Ping Liao1†
Md Sahidul Islam
Xin Chen- 1Institute of Chinese Medical Sciences, State Key Laboratory of Quality Research in Chinese Medicine, University of Macau, Macao, Macao SAR, China
- 2Department of Pharmceutical Sciences, Faculty of Health Sciences, University of Macau, Macao, Macao SAR, China
- 3MoE Frontiers Science Center for Precision Oncology, University of Macau, Macao, Macao SAR, China
- 4Guangdong-Hong Kong-Macau Joint Lab on Chinese Medicine and Immune Disease Research, Macao, Macao SAR, China
Immune checkpoint inhibitors (ICIs) by targeting PD-1/PD-L1 or CTLA-4 have markedly improved the outcome of cancer patients. However, most solid tumor patients can’t benefit from such therapy. Identification of novel biomarkers to predict the responses of ICIs is crucial to enhance their therapeutic efficacy. TNFR2 is highly expressed by the maximally immunosuppressive subset of CD4+Foxp3+ regulatory T cells (Tregs), especially those present in tumor microenvironment (TME). Since Tregs represent a major cellular mechanism in tumor immune evasion, TNFR2 may be a useful biomarker to predict the responses to ICIs therapy. This notion is supported by our analysis of the computational tumor immune dysfunction and exclusion (TIDE) framework from published single-cell RNA-seq data of pan-cancer databases. The results show that, as expected, TNFR2 is highly expressed by tumor-infiltrating Tregs. Interestingly, TNFR2 is also expressed by the exhausted CD8 T cells in breast cancer (BRCA), hepatocellular carcinoma (HCC), lung squamous cell carcinoma (LUSC), and melanoma (MELA). Importantly, high expression of TNFR2 is associated with poor responses to the treatment with ICIs in BRCA, HCC, LUSC, and MELA. In conclusion, the expression of TNFR2 in TME may be a reliable biomarker for the precision of ICIs treatment of cancer patients, and this idea merits further research.
Introduction
The development of immune checkpoint inhibitors (ICIs) by targeting CTLA-4, PD-1 or PD-L1 has now revolutionized cancer treatment (1–3).

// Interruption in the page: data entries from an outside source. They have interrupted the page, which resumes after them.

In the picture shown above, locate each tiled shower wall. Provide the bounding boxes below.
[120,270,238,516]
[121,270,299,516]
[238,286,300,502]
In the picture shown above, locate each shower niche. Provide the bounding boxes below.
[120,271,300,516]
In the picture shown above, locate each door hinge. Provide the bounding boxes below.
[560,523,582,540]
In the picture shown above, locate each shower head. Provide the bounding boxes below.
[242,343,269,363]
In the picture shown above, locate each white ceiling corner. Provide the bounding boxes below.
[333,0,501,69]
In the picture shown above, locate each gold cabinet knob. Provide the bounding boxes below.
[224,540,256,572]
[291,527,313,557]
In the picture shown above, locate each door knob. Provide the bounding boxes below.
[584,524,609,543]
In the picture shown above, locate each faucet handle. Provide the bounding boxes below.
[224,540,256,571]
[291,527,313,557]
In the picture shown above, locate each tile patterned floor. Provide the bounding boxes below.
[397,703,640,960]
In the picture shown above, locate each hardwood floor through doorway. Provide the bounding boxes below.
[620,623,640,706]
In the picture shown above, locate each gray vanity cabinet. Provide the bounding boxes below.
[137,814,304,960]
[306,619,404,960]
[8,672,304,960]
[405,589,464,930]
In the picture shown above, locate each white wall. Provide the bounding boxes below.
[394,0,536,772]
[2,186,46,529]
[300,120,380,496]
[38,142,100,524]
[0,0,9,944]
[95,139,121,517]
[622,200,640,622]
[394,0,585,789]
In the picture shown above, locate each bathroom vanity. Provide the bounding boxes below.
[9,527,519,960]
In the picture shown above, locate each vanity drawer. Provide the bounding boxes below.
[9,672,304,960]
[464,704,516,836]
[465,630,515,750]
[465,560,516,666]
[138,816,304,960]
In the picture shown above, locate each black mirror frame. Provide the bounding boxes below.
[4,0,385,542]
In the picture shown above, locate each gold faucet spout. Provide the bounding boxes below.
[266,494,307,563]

ICIs interrupt co-inhibitory signaling pathways and relieve or overcome tumor-induced immunosuppression, thereby reinvigorating anti-tumor immune responses (2, 4). Despite the outcomes being promising, the majority of patients cannot derive the benefits from PD-1/PD-L1 and CTLA-4 inhibitors therapy, due to low response rates and immune-related adverse events (irAEs) (5–8). The onset of irAEs is highly unpredictable, severe, and sometimes even fatal. The identification of novel biomarkers to predict the responses of ICIs is crucial to enhance the efficacy of their treatments. Recently, a substantial number of studies have been performed to explore the potential irAE biomarkers, including cytokines/chemokines, autoantibodies, immunogenetics, and microbial biomarkers (9–13). To date, no single biomarker has been identified to precisely predict the responses in patients receiving ICIs treatment.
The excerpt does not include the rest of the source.